Windsor Castle opens terrace garden for first time in 40 years

Members of the gardening team prune roses in preparation for the East Terrace Garden at Windsor Castle to be opened to the public for the first time in decades, following the outbreak of the coronavirus disease (COVID-19), Windsor, Britain, August 5, 2020. REUTERS/Toby Melville

WINDSOR, England – Windsor Castle, one of the official residences of Britain’s Queen Elizabeth, is to open its East Terrace Garden to the public for the first time in more than 40 years.

Visitors to the castle, where the queen spent the last few months during Britain’s lockdown due to the coronavirus pandemic before traveling to Scotland, will be able to tour the garden, created in the 1820s, on weekends during August and September.

Today it features 3,500 rose bushes planted around a central fountain. It boasts a colorful history having served different monarchs’ tastes through the centuries.

It was initially planted to create a pleasing view from the royal apartments along the eastern facade of the castle.“The first garden built here was created in 1824 during the reign of George IV. But before that, in the Middle Ages, it would have been the defensive ditch,” said Richard Williams, Learning Curator at Windsor Castle.
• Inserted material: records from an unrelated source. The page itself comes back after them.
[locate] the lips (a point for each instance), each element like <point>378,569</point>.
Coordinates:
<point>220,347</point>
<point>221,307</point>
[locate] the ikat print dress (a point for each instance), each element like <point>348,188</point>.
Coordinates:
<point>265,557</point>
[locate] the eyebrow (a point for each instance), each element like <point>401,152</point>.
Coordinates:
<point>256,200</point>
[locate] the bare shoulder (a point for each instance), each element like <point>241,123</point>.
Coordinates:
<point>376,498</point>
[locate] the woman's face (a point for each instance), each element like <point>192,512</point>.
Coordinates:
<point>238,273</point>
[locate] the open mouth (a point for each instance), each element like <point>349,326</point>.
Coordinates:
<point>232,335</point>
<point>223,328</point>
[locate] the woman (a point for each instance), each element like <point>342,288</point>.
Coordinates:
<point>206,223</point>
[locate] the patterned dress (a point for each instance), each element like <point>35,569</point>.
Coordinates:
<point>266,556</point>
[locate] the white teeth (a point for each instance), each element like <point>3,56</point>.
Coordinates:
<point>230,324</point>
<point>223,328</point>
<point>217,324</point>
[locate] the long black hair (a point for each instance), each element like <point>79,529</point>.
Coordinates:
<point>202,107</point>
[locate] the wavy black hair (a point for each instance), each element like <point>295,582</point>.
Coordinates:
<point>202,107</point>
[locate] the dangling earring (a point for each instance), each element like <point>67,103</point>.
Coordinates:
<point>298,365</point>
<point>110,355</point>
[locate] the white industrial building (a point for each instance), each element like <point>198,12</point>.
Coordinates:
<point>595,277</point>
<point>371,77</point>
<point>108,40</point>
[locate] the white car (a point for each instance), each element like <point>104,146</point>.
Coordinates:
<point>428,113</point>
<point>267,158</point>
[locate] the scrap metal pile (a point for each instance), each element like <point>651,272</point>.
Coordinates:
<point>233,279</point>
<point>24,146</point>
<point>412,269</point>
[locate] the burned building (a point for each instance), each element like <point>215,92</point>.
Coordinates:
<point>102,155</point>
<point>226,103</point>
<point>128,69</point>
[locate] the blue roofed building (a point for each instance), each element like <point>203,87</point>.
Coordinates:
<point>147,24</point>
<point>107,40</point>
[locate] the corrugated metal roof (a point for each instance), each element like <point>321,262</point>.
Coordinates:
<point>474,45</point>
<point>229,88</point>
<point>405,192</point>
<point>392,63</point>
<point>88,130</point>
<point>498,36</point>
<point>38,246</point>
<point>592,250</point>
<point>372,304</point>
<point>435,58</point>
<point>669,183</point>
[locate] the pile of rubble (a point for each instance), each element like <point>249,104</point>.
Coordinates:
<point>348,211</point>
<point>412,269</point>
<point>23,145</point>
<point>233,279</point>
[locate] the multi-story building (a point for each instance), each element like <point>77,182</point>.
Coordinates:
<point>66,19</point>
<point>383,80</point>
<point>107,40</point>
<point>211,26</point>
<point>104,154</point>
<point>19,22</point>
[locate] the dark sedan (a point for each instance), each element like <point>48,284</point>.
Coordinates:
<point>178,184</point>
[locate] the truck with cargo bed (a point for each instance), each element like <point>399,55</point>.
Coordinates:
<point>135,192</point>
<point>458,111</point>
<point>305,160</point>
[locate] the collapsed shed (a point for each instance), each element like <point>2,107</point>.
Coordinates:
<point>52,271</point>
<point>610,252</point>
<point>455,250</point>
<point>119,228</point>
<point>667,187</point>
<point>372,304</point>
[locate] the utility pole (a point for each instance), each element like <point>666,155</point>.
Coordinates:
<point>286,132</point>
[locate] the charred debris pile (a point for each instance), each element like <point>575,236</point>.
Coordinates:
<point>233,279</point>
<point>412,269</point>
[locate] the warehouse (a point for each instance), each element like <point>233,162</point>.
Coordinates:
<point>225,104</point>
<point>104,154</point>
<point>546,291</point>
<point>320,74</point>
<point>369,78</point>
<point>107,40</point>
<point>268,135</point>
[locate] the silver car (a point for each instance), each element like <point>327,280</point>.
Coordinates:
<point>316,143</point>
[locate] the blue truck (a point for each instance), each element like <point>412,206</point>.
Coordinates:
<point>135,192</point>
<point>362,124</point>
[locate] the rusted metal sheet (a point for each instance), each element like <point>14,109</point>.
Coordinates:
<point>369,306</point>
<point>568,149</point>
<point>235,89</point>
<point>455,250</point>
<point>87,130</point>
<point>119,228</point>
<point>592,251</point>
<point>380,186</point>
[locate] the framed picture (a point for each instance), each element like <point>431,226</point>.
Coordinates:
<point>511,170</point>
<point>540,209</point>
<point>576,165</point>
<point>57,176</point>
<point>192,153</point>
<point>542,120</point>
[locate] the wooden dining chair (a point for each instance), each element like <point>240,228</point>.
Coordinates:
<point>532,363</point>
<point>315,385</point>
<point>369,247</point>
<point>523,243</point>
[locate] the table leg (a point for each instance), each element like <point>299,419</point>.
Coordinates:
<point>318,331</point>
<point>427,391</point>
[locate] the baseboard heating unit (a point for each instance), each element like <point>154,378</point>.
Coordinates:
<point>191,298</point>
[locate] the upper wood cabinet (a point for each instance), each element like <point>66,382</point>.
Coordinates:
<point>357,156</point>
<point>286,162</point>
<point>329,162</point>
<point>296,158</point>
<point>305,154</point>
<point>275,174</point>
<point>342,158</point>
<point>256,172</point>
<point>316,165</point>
“To protect the castle walls, Charles II in the 17th century created this terrace that we’re standing on and also put in bowling lawns because he really enjoyed bowling,” he added.

The gardens were later extensively remodeled by Queen Victoria and Prince Albert in the 19th century, although Prince Philip, husband of Queen Elizabeth, is responsible for the current appearance of the garden dating from 1971.
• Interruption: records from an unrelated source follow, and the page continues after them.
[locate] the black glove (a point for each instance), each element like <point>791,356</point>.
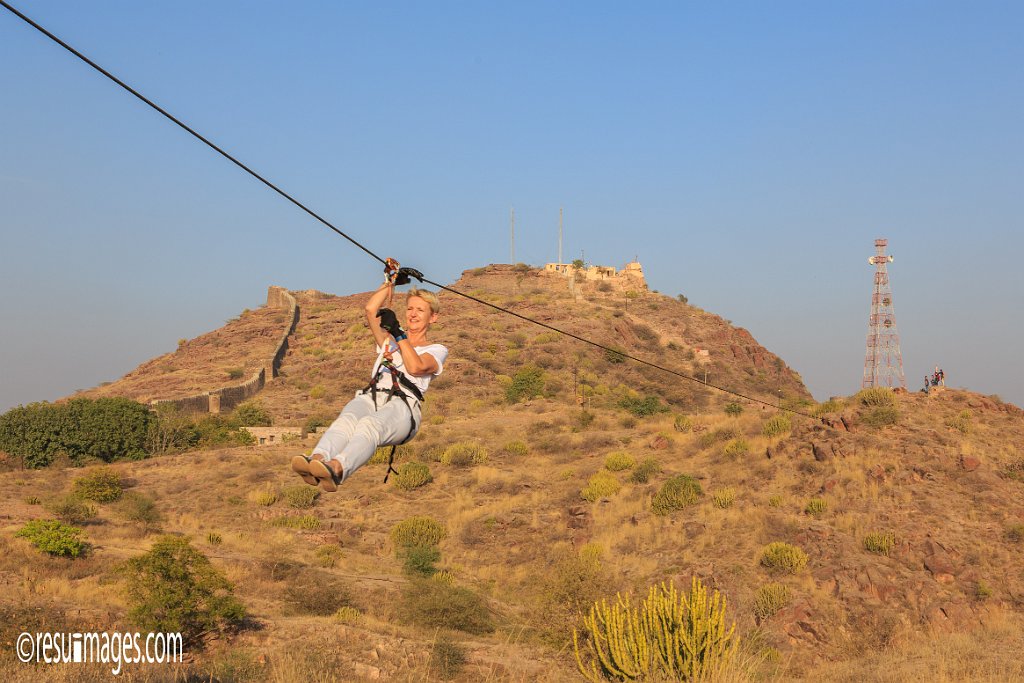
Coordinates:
<point>404,273</point>
<point>389,323</point>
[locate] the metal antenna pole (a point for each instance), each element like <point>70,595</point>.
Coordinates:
<point>512,235</point>
<point>559,235</point>
<point>883,359</point>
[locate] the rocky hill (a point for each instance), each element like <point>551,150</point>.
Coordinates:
<point>907,508</point>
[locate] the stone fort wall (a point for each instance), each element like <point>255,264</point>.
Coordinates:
<point>225,398</point>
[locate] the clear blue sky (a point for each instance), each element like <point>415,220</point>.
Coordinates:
<point>748,153</point>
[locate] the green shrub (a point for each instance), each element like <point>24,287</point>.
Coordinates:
<point>962,422</point>
<point>171,430</point>
<point>465,454</point>
<point>776,426</point>
<point>783,557</point>
<point>877,396</point>
<point>72,510</point>
<point>724,498</point>
<point>736,447</point>
<point>264,496</point>
<point>252,414</point>
<point>436,605</point>
<point>101,484</point>
<point>676,494</point>
<point>642,407</point>
<point>314,422</point>
<point>816,507</point>
<point>880,542</point>
<point>619,461</point>
<point>300,497</point>
<point>307,522</point>
<point>601,484</point>
<point>516,449</point>
<point>418,530</point>
<point>613,355</point>
<point>53,538</point>
<point>525,384</point>
<point>217,430</point>
<point>108,429</point>
<point>1014,470</point>
<point>328,554</point>
<point>347,614</point>
<point>709,439</point>
<point>443,577</point>
<point>827,407</point>
<point>769,599</point>
<point>420,560</point>
<point>643,471</point>
<point>412,475</point>
<point>672,635</point>
<point>881,416</point>
<point>448,657</point>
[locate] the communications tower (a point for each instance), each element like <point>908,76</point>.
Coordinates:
<point>883,361</point>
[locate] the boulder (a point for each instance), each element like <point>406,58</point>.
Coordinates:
<point>822,452</point>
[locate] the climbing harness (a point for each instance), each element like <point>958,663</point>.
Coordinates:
<point>398,381</point>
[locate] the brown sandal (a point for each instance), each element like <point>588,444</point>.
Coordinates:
<point>328,478</point>
<point>300,465</point>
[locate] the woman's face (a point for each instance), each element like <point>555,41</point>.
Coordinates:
<point>418,314</point>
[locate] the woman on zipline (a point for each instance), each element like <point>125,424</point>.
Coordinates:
<point>387,412</point>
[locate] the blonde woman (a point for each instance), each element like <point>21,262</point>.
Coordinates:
<point>387,411</point>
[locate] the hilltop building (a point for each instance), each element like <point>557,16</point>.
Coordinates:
<point>630,276</point>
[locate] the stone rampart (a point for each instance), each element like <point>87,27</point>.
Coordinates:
<point>226,398</point>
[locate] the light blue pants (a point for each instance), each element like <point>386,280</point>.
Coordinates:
<point>359,430</point>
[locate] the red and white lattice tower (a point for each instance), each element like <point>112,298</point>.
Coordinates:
<point>883,363</point>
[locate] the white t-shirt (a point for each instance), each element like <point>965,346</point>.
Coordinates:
<point>439,352</point>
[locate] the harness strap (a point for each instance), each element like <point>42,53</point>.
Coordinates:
<point>398,380</point>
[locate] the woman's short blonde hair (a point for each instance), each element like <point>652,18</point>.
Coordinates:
<point>426,295</point>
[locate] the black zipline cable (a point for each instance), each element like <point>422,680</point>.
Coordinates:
<point>288,197</point>
<point>183,126</point>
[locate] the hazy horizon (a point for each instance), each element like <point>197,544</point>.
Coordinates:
<point>748,156</point>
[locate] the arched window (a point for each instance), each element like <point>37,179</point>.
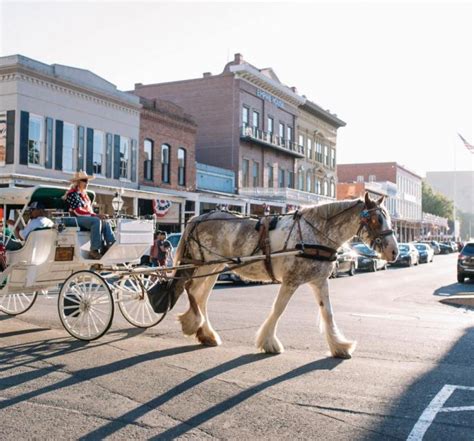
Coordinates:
<point>181,166</point>
<point>148,159</point>
<point>165,163</point>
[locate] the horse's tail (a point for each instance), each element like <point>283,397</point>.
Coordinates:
<point>164,295</point>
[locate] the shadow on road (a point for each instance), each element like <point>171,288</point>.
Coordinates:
<point>216,410</point>
<point>455,424</point>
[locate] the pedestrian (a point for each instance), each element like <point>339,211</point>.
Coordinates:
<point>80,206</point>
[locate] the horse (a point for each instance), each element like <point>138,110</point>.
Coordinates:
<point>315,231</point>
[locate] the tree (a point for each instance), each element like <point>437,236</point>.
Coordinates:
<point>435,203</point>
During World War Two, the garden was completely dug up to plant vegetables, Williams said.

“There were two separate plots set aside for the young Princess Elizabeth and her sister, Princess Margaret. They grew sweet corn and tomatoes, beans as well, I think, all as part of the war effort – doing their bit.”

Windsor Castle was founded by William the Conqueror in the 11th Century and lies west of London.